MARCO ANDRETTI: The grandson of Mario and son of Michael Andretti continues to be a work in progress – with emphasis on the word “progress” when it came to his 2018 performance.

Although he remains winless since 2011 and hasn’t had a podium finish since 2015, Marco Andretti still showed overall improvement in 2018, including earning his first pole (Belle Isle I) since 2013.

With a fifth-place finish in the season-ending race at Sonoma, Andretti jumped from 12th in the standings to finish the season tied for eighth place with Graham Rahal, Andretti’s best overall showing since finishing fifth in 2013.

Andretti had a strong second half of the 2018 season, with a top 5 in the season finale at Sonoma, as well as three top 11 finishes in five of the last eight races.

Don’t be surprised if he closes in on a top 5 finish in 2019. Andretti Autosport continues to improve overall as a team, particularly with Alexander Rossi, Ryan Hunter-Reay and now Andretti, as well.

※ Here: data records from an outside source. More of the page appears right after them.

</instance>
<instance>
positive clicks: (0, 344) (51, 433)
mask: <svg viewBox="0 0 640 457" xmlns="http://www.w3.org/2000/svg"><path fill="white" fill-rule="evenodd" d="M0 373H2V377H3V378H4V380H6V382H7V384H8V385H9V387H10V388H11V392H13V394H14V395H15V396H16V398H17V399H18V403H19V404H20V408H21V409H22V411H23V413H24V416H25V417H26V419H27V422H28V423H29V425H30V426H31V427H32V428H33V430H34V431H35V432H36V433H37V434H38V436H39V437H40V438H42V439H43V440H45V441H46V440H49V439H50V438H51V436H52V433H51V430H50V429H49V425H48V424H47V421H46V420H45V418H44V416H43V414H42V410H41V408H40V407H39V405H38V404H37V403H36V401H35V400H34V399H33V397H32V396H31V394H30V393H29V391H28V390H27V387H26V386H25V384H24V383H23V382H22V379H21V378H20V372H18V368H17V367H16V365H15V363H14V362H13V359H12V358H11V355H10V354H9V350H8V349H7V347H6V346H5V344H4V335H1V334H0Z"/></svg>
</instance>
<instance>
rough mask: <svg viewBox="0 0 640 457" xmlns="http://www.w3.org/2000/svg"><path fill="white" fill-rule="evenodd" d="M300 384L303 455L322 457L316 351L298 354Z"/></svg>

JAMES HINCHCLIFFE: It was a strange season for the Mayor of Hinchtown.

He failed to qualify for the Indianapolis 500, had just one win and two podium finishes, yet ended up with a 10th place overall finish in the standings, his best performance since finishing 8th in both 2012 and 2013.

The Canadian driver went on a hot streak early in the second half of the season, winning at Iowa and finishing fourth in his hometown race in Toronto.

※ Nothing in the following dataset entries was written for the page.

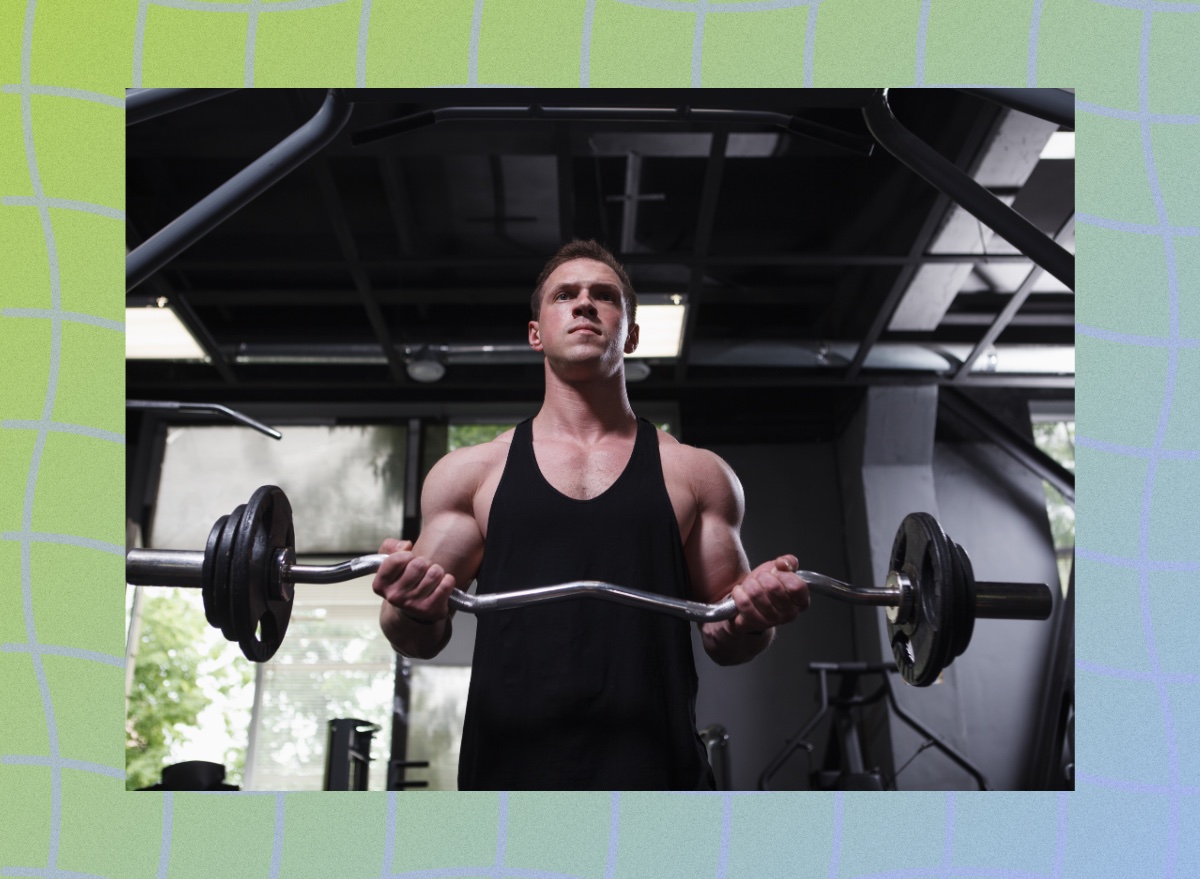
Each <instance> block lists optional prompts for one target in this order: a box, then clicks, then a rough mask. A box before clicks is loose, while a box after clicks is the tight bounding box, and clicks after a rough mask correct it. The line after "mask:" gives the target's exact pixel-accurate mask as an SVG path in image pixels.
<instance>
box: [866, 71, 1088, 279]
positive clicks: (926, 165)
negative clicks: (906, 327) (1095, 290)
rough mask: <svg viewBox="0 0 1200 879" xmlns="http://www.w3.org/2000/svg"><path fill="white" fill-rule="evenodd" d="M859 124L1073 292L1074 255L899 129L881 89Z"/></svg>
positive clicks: (920, 140) (891, 150) (929, 181)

But DNFs at Pocono and Portland, as well as three other finishes of 14th (Mid-Ohio) and 15th (Gateway and Sonoma) likely cost him a chance of potentially finishing as high as eighth.

There was also the emotional, gut-wrenching crash involving Schmidt Peterson Motorsports teammate and longtime best friend, Robert Wickens, at Pocono. While Hinchcliffe tried to put on a happy face and showed support to his fallen mate, it wouldn’t be surprising if Wickens’ injury constantly dwelled on Hinchcliffe’s mind.

With the Indianapolis 500 heartbreak, the firing of engineer Lena Gade (who lasted just five races before her ouster), the injury to Wickens, and the overall second-half season struggles, Hinchcliffe is to be commended for finishing as high as he did in the final standings given the overall circumstances he had to endure.

At the same time, it’s likely a season he wants to wipe away from his memory bank and turn a forgettable season in 2018 into what Hinchcliffe and his team hope is an unforgettable season in 2019.

TONY KANAAN: A new team, new outlook and racing for legendary A.J. Foyt offered a great deal of promise for Tony Kanaan in 2018.

Unfortunately, the Brazilian native suffered through the worst season ever in his IndyCar career, finishing 16th in the overall standings.

Prior to 2018, Kanaan had experienced just one other season outside the top 10 (11th in 2013, the same year he won the Indianapolis 500).

Admittedly, TK, who turns 44 on December 31, is the oldest full-time driver on the circuit. But it doesn’t look like he’s lost much with age.

Rather, three DNFs and a career single-season low of having led just 20 laps over 17 races took its toll on Kanaan.

He will return for 2019, driving a second season for Foyt. But things have to dramatically improve for Kanaan, who hasn’t won a race since 2014.

Otherwise, whether he wants it to be that way or not, Kanaan could be doing a farewell tour in 2019 – and not have a choice about it.